At the same time, NAND manufacturing has lost the easy gains it once enjoyed. Layer counts continue to rise, but fab throughput does not scale linearly with density. Process times increase, toolchains diverge, and new fabs take years to bring online. Even the hard drive industry, long assumed to be the safety valve during flash shortages, is facing its own mechanical and power constraints. The result is a market where buying more media is no longer a reliable strategy.
In conversations with customers navigating the current crunch, one pattern shows up repeatedly. Organizations are discovering that their real flash consumption has far less to do with the amount of data they generate than with how inefficiently that data is stored. Triplicated databases sitting on top of triplicated object stores. Erasure codes chosen for simplicity rather than efficiency. Performance workarounds that multiply capacity requirements by three, six, or nine times.
Those design decisions were tolerable when flash was abundant and prices were falling, but they are untenable when allocation is fixed and lead times stretch into quarters.

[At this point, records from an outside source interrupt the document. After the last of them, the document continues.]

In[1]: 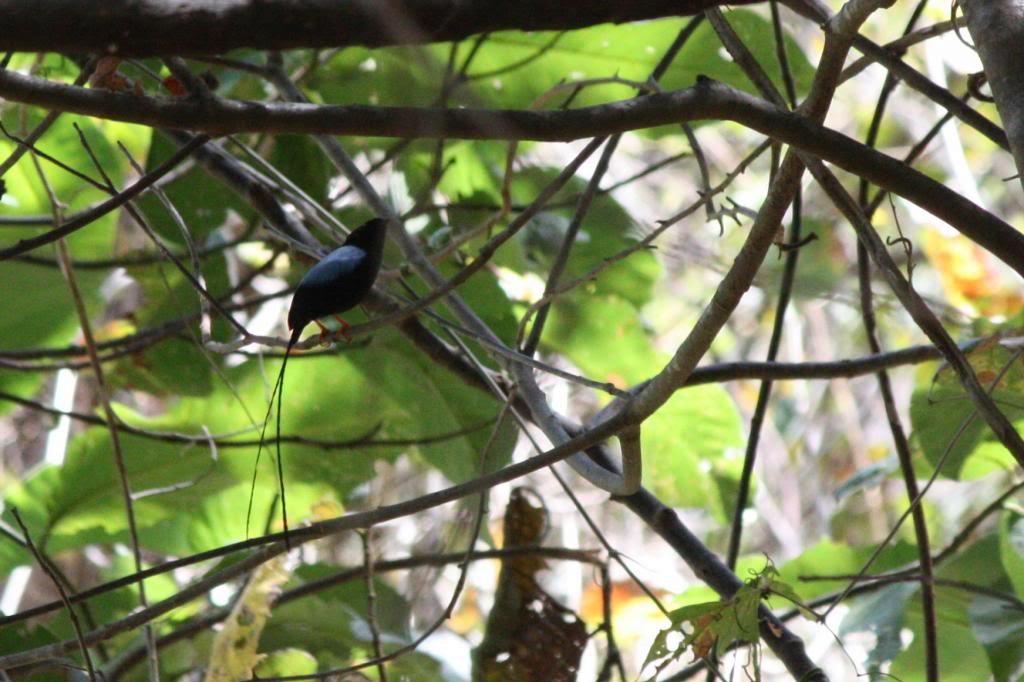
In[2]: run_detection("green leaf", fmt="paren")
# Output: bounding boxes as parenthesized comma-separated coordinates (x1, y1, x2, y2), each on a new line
(891, 533, 1005, 680)
(641, 384, 744, 519)
(891, 583, 991, 681)
(0, 263, 104, 415)
(839, 582, 917, 672)
(308, 44, 448, 107)
(0, 621, 59, 658)
(435, 261, 519, 350)
(910, 386, 1021, 479)
(509, 168, 660, 308)
(436, 141, 504, 202)
(546, 295, 659, 386)
(262, 567, 412, 666)
(727, 582, 763, 644)
(774, 539, 917, 602)
(644, 564, 789, 676)
(0, 424, 240, 565)
(369, 336, 515, 483)
(109, 337, 214, 397)
(253, 649, 318, 678)
(910, 340, 1024, 479)
(999, 513, 1024, 598)
(267, 135, 332, 203)
(449, 13, 813, 113)
(258, 342, 402, 498)
(969, 595, 1024, 682)
(643, 600, 724, 675)
(765, 577, 817, 620)
(0, 107, 136, 413)
(0, 113, 149, 283)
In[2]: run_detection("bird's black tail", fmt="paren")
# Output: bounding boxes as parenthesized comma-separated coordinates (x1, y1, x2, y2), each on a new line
(246, 327, 302, 549)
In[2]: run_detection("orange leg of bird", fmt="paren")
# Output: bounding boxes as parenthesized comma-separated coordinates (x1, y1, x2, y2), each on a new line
(332, 315, 351, 342)
(314, 319, 332, 347)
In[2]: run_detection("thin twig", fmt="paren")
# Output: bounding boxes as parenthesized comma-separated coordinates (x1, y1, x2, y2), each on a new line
(806, 158, 1024, 467)
(359, 530, 388, 682)
(9, 508, 97, 682)
(104, 546, 600, 679)
(30, 151, 159, 679)
(0, 134, 209, 260)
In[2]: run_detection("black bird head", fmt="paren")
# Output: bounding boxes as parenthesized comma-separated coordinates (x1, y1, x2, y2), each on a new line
(345, 217, 388, 259)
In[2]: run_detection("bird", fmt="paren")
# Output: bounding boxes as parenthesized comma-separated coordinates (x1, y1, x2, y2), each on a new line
(248, 217, 388, 546)
(286, 217, 388, 347)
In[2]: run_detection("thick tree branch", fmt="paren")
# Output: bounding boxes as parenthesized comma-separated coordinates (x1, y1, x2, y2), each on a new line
(963, 0, 1024, 190)
(2, 71, 1020, 280)
(0, 0, 762, 56)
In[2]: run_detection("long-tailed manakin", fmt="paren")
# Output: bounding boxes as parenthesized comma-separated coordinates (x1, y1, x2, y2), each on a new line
(251, 217, 388, 545)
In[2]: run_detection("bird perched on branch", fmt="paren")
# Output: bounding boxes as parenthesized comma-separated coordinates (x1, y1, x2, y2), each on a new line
(286, 217, 388, 346)
(250, 217, 388, 545)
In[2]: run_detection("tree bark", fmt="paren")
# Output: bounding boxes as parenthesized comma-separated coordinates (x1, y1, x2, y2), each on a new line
(0, 0, 760, 56)
(964, 0, 1024, 192)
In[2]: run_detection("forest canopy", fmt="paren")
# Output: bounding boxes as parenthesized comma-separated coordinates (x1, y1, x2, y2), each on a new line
(1, 1, 1024, 680)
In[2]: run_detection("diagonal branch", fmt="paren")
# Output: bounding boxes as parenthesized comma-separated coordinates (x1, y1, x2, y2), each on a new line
(0, 134, 208, 259)
(804, 156, 1024, 468)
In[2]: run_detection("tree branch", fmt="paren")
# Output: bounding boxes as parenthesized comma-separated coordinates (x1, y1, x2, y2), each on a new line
(0, 0, 762, 56)
(2, 71, 1021, 281)
(963, 0, 1024, 189)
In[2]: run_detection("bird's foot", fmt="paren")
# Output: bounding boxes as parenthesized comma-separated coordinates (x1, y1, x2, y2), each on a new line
(331, 315, 352, 343)
(314, 320, 333, 347)
(313, 318, 351, 346)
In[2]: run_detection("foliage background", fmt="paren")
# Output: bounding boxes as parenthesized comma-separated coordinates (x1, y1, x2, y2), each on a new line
(1, 2, 1023, 680)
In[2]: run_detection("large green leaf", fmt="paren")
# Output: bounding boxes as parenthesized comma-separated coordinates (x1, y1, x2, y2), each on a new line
(367, 334, 515, 483)
(970, 594, 1024, 682)
(892, 585, 991, 681)
(451, 13, 813, 111)
(891, 534, 1010, 681)
(0, 341, 407, 570)
(262, 566, 412, 667)
(0, 113, 144, 412)
(0, 111, 148, 259)
(0, 424, 239, 573)
(0, 263, 104, 413)
(268, 340, 404, 495)
(641, 384, 744, 519)
(840, 582, 918, 674)
(104, 260, 230, 396)
(398, 140, 506, 205)
(546, 295, 659, 386)
(909, 342, 1024, 479)
(775, 539, 917, 601)
(267, 134, 333, 204)
(0, 620, 59, 659)
(508, 168, 660, 309)
(306, 13, 812, 116)
(306, 44, 449, 108)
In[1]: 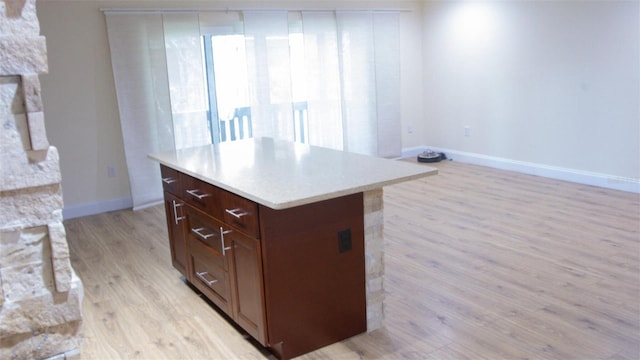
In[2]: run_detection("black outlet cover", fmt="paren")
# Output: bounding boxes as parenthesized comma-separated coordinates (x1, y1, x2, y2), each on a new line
(338, 229, 352, 253)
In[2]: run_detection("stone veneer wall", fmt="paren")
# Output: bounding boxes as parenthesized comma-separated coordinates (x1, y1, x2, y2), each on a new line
(363, 189, 385, 331)
(0, 1, 84, 359)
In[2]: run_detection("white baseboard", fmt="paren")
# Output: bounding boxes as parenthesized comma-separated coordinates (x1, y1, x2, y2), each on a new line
(62, 196, 133, 220)
(399, 146, 431, 159)
(402, 146, 640, 194)
(133, 199, 164, 212)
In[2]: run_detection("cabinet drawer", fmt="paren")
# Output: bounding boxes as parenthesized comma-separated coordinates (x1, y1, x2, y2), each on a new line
(182, 173, 223, 218)
(160, 165, 182, 195)
(222, 191, 260, 238)
(189, 238, 231, 314)
(187, 207, 229, 269)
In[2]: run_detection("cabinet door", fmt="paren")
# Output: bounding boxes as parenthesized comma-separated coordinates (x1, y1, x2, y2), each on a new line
(226, 228, 267, 345)
(163, 191, 188, 276)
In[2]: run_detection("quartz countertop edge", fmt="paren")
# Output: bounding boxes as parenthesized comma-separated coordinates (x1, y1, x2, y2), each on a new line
(148, 138, 438, 210)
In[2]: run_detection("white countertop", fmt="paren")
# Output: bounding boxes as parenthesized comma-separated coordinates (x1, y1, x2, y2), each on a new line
(148, 138, 437, 209)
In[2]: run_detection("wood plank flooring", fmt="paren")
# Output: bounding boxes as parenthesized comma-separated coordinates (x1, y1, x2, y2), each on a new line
(63, 160, 640, 359)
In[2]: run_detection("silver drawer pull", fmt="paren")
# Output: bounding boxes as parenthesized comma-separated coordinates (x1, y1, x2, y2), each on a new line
(196, 271, 218, 286)
(220, 227, 233, 256)
(162, 177, 177, 184)
(192, 227, 215, 240)
(225, 208, 249, 219)
(186, 189, 211, 200)
(172, 200, 185, 225)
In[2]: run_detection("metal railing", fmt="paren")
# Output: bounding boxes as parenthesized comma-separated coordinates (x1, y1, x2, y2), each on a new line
(219, 102, 308, 143)
(220, 107, 252, 142)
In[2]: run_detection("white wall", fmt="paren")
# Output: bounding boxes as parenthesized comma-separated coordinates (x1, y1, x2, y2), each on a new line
(36, 0, 425, 218)
(421, 1, 640, 181)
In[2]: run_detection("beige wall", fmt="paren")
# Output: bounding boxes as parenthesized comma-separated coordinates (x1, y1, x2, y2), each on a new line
(37, 0, 639, 216)
(38, 1, 129, 216)
(36, 0, 425, 217)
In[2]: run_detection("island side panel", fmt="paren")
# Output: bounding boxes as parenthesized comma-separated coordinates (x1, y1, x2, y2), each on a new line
(259, 193, 366, 359)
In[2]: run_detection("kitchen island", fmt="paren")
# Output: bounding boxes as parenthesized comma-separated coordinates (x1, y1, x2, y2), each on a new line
(149, 138, 437, 359)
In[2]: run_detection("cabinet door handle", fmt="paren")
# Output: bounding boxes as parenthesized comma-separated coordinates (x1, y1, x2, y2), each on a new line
(192, 227, 215, 240)
(196, 271, 218, 286)
(186, 189, 211, 200)
(220, 227, 233, 256)
(172, 200, 185, 225)
(162, 177, 177, 184)
(225, 208, 249, 219)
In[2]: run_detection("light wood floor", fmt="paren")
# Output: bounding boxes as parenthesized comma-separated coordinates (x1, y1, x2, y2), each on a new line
(64, 160, 640, 359)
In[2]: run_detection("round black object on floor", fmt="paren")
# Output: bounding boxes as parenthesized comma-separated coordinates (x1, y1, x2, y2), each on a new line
(417, 150, 445, 163)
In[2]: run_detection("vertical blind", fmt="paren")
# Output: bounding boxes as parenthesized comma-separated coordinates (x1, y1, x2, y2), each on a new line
(105, 10, 401, 210)
(105, 14, 175, 209)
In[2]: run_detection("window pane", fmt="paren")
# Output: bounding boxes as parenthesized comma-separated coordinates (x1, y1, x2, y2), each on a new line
(163, 13, 211, 149)
(211, 35, 250, 121)
(243, 11, 294, 141)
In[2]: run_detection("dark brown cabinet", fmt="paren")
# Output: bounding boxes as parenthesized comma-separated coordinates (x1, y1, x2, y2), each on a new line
(159, 164, 366, 359)
(162, 166, 188, 277)
(227, 228, 266, 344)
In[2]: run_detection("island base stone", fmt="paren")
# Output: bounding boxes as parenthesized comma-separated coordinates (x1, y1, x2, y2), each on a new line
(364, 189, 385, 331)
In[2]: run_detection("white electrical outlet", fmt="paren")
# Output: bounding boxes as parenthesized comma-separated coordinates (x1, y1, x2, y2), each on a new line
(107, 166, 116, 178)
(464, 126, 471, 137)
(408, 125, 414, 134)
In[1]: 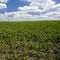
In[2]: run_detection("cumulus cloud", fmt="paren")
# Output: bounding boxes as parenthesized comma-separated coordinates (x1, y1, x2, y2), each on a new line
(0, 3, 7, 9)
(18, 6, 40, 12)
(14, 0, 60, 20)
(0, 0, 60, 21)
(0, 0, 8, 9)
(18, 0, 56, 12)
(0, 0, 8, 3)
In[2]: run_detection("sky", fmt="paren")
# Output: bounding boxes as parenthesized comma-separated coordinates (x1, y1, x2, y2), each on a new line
(0, 0, 60, 21)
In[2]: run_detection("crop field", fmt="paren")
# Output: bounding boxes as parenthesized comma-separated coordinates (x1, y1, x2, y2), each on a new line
(0, 21, 60, 60)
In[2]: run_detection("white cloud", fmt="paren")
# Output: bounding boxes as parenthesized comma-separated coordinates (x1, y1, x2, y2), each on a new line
(0, 0, 60, 21)
(0, 0, 8, 3)
(0, 0, 8, 9)
(19, 0, 56, 12)
(18, 6, 41, 12)
(18, 0, 60, 20)
(0, 3, 7, 9)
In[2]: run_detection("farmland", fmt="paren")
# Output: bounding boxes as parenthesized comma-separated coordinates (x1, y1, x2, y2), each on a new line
(0, 21, 60, 60)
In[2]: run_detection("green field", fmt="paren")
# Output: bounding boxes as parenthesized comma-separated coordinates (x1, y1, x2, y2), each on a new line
(0, 21, 60, 60)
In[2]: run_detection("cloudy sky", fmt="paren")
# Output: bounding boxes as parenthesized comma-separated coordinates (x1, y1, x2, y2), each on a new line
(0, 0, 60, 21)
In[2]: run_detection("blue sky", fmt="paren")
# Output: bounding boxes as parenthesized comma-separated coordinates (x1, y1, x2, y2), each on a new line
(0, 0, 60, 21)
(7, 0, 30, 12)
(54, 0, 60, 3)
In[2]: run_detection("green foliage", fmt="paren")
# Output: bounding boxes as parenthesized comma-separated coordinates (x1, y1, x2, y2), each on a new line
(0, 21, 60, 60)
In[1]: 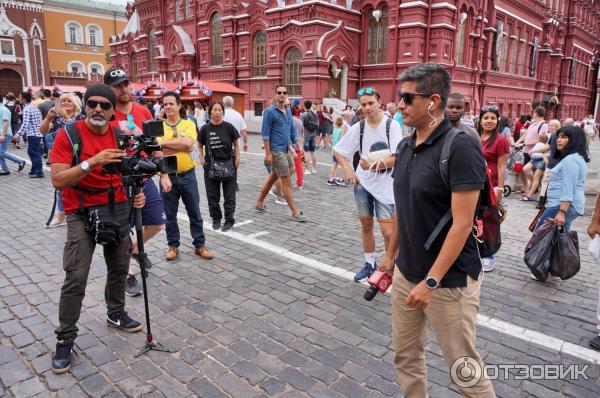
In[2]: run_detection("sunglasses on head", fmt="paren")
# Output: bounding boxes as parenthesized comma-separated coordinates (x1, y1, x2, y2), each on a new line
(397, 91, 431, 105)
(276, 90, 287, 95)
(357, 87, 375, 96)
(86, 99, 112, 111)
(481, 105, 499, 112)
(126, 114, 135, 130)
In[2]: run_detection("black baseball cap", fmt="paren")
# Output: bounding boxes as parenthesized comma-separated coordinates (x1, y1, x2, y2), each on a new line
(104, 67, 129, 86)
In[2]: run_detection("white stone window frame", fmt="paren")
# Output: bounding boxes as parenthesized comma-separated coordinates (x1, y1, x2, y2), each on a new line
(87, 62, 104, 75)
(0, 38, 16, 61)
(86, 24, 103, 47)
(68, 60, 86, 74)
(65, 21, 84, 45)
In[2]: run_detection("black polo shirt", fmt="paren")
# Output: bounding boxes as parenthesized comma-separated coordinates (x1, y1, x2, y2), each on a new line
(392, 119, 486, 288)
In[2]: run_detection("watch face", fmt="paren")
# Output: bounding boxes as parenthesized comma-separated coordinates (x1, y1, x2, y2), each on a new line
(426, 277, 438, 288)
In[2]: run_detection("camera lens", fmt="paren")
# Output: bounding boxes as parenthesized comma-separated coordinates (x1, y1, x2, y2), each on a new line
(364, 285, 378, 301)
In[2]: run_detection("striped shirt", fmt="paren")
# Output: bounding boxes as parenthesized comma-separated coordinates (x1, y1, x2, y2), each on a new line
(18, 104, 42, 137)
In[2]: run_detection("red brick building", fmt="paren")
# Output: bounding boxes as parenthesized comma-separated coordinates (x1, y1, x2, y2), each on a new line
(110, 0, 600, 121)
(0, 0, 49, 96)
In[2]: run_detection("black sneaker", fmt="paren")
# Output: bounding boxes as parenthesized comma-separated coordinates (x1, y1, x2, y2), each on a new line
(52, 341, 75, 374)
(131, 252, 152, 269)
(590, 335, 600, 351)
(106, 310, 142, 333)
(221, 221, 234, 232)
(0, 171, 9, 176)
(125, 274, 143, 297)
(18, 161, 26, 172)
(212, 219, 221, 230)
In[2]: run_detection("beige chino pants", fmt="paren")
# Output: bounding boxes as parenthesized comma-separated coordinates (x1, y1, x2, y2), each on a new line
(391, 271, 496, 398)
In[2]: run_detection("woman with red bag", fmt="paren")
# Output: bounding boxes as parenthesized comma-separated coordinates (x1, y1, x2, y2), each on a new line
(477, 105, 510, 272)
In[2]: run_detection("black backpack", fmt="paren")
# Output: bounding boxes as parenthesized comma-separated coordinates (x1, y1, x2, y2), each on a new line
(5, 103, 20, 124)
(397, 127, 502, 258)
(302, 111, 319, 132)
(352, 118, 392, 170)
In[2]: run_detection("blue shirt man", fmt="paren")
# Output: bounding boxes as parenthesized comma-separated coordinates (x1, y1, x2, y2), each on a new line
(254, 85, 305, 222)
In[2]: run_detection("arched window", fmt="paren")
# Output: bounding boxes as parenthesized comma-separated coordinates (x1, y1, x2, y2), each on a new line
(148, 29, 158, 72)
(252, 31, 267, 76)
(284, 47, 302, 96)
(367, 7, 388, 64)
(455, 11, 468, 66)
(130, 52, 137, 81)
(88, 62, 104, 75)
(86, 25, 103, 47)
(211, 13, 223, 65)
(65, 22, 83, 44)
(67, 61, 85, 74)
(175, 0, 180, 21)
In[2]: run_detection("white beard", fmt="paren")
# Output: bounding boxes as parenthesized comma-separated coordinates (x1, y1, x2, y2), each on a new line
(89, 117, 107, 127)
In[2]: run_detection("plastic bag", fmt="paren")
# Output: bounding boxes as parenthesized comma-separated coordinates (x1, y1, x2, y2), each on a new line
(549, 229, 580, 280)
(524, 219, 555, 281)
(588, 235, 600, 261)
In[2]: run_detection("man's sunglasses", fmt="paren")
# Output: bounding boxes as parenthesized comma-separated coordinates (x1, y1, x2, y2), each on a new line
(276, 90, 287, 95)
(127, 114, 135, 130)
(358, 87, 375, 96)
(481, 105, 499, 112)
(86, 99, 113, 111)
(397, 91, 431, 105)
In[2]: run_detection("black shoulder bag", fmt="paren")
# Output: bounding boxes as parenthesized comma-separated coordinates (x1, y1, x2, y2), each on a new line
(206, 128, 235, 181)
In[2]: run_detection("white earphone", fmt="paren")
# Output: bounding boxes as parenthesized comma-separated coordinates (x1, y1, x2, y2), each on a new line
(428, 102, 434, 111)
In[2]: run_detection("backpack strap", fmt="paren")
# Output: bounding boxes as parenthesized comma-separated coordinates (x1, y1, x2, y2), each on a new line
(64, 123, 83, 166)
(385, 117, 392, 147)
(424, 127, 464, 251)
(359, 119, 365, 155)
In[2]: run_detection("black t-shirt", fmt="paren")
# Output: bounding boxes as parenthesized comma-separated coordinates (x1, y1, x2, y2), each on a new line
(198, 121, 240, 162)
(392, 119, 486, 288)
(547, 132, 559, 169)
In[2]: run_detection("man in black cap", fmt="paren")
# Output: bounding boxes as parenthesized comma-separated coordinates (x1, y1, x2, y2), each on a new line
(105, 67, 168, 297)
(49, 83, 146, 374)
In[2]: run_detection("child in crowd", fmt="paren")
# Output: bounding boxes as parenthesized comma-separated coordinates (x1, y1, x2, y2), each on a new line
(521, 134, 549, 201)
(328, 117, 348, 186)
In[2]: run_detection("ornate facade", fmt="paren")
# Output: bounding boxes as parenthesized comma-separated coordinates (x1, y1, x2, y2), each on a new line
(0, 0, 48, 95)
(110, 0, 600, 120)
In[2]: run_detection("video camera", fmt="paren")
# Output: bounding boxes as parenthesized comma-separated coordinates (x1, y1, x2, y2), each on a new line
(104, 120, 177, 176)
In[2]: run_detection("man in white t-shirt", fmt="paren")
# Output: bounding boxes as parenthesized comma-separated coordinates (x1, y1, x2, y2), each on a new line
(153, 100, 161, 119)
(223, 96, 248, 152)
(334, 87, 402, 282)
(583, 114, 597, 144)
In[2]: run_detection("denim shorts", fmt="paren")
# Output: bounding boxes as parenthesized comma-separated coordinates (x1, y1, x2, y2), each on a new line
(353, 183, 394, 222)
(303, 135, 316, 152)
(531, 159, 545, 171)
(141, 179, 166, 226)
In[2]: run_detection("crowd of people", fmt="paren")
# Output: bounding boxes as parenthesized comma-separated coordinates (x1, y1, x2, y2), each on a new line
(1, 63, 600, 396)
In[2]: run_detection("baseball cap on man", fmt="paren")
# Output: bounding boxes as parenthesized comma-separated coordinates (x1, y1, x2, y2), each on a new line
(104, 67, 129, 86)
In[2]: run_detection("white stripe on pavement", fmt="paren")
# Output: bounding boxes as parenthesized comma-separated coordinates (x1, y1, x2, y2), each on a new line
(175, 213, 600, 365)
(247, 231, 270, 238)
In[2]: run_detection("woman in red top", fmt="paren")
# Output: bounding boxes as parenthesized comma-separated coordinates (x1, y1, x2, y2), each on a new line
(478, 105, 509, 272)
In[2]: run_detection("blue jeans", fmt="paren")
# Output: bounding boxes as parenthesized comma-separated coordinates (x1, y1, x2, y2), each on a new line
(535, 205, 578, 232)
(160, 170, 206, 248)
(27, 136, 43, 176)
(0, 135, 22, 172)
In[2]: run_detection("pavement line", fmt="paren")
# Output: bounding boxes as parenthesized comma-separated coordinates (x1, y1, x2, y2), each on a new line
(247, 231, 270, 238)
(15, 156, 52, 173)
(178, 214, 600, 365)
(241, 151, 333, 168)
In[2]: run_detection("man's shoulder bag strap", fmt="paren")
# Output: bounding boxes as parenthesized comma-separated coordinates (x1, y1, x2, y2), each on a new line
(424, 127, 464, 251)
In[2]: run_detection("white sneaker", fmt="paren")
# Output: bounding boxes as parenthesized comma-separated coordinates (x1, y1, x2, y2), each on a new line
(46, 216, 67, 228)
(482, 257, 496, 272)
(311, 168, 317, 174)
(304, 169, 312, 175)
(268, 190, 277, 198)
(275, 197, 288, 205)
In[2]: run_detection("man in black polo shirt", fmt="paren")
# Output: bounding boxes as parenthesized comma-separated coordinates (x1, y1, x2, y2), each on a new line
(379, 63, 495, 397)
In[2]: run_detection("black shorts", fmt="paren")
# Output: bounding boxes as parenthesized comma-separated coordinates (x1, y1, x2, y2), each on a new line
(142, 179, 166, 226)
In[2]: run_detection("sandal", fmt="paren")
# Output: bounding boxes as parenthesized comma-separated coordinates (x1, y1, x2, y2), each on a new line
(520, 196, 533, 202)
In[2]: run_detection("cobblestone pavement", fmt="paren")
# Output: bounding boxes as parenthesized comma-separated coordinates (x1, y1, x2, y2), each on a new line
(1, 136, 600, 397)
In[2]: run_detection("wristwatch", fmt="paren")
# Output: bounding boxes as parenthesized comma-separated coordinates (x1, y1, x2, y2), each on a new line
(80, 160, 90, 172)
(425, 275, 440, 290)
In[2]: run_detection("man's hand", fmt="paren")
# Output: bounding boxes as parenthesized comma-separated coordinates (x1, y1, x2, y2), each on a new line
(160, 174, 172, 193)
(405, 281, 433, 310)
(133, 192, 145, 209)
(47, 107, 57, 119)
(587, 218, 600, 238)
(494, 187, 503, 202)
(291, 149, 298, 160)
(243, 143, 248, 152)
(0, 135, 5, 143)
(359, 158, 372, 171)
(378, 255, 395, 276)
(234, 156, 240, 169)
(345, 170, 359, 185)
(555, 210, 566, 227)
(89, 149, 125, 167)
(265, 153, 273, 166)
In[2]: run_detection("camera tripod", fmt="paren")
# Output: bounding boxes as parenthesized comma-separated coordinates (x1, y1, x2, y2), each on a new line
(127, 181, 171, 358)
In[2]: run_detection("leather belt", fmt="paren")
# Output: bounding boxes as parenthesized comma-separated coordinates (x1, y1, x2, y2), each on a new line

VAST approaches the problem from a different direction, as Denworth outlines in this episode.
Instead of assuming flash is cheap and infinite, the system is built around extracting maximum usable capacity from every drive. That starts with erasure coding designed for flash from day one, delivering overhead on the order of a few percent rather than the double-digit penalties common in legacy systems. It continues with data reduction that operates globally across the dataset, not as a bolt-on feature or a best-effort optimization, but as a first-class architectural principle.
This goes well beyond theory. Across production environments, customers consistently see usable capacity expand by multiples relative to raw flash. In practical terms, this means organizations constrained by NAND allocation can meet ingest and retention goals without waiting for the supply chain to catch up. In extreme cases, environments that previously required multiple replicated copies for performance and protection collapse into a single, efficient footprint.
This also reframes the flash shortage from a procurement problem into a software problem.
What’s notable is how quickly this shift is happening. Efficiency used to be discussed in the context of power, cooling, and cost optimization. Those still matter, but they are no longer the primary drivers. Today, efficiency determines whether a deployment can happen at all. When hyperscalers are willing to place open-ended orders and enterprises are competing for the same constrained supply, the ability to make flash go two or three times further becomes a strategic advantage.
There’s also a second-order effect. As AI workloads increasingly demand instant access to data beyond GPU and CPU memory, flash becomes an extension of the compute fabric rather than a passive storage tier. Algorithms that assume random access and consistent latency unlock capabilities that simply are not possible on spinning media or heavily replicated architectures. This tight coupling between compute and data makes inefficiency even more expensive, because it directly impacts utilization upstream.
None of this eliminates the need for more flash. Fabs will expand, supply will eventually loosen, and the market will find a new equilibrium. But the lesson of this cycle is unlikely to fade. AI has exposed how fragile capacity planning becomes when it relies on abundance rather than design.
In the near term, the organizations that succeed will not be the ones that secured the largest allocations, but the ones that extracted the most value from what they already had. In that sense, the flash crunch is doing something the industry rarely gets forced to do: confront inefficiency head-on, and treat software architecture as a first-order supply chain lever.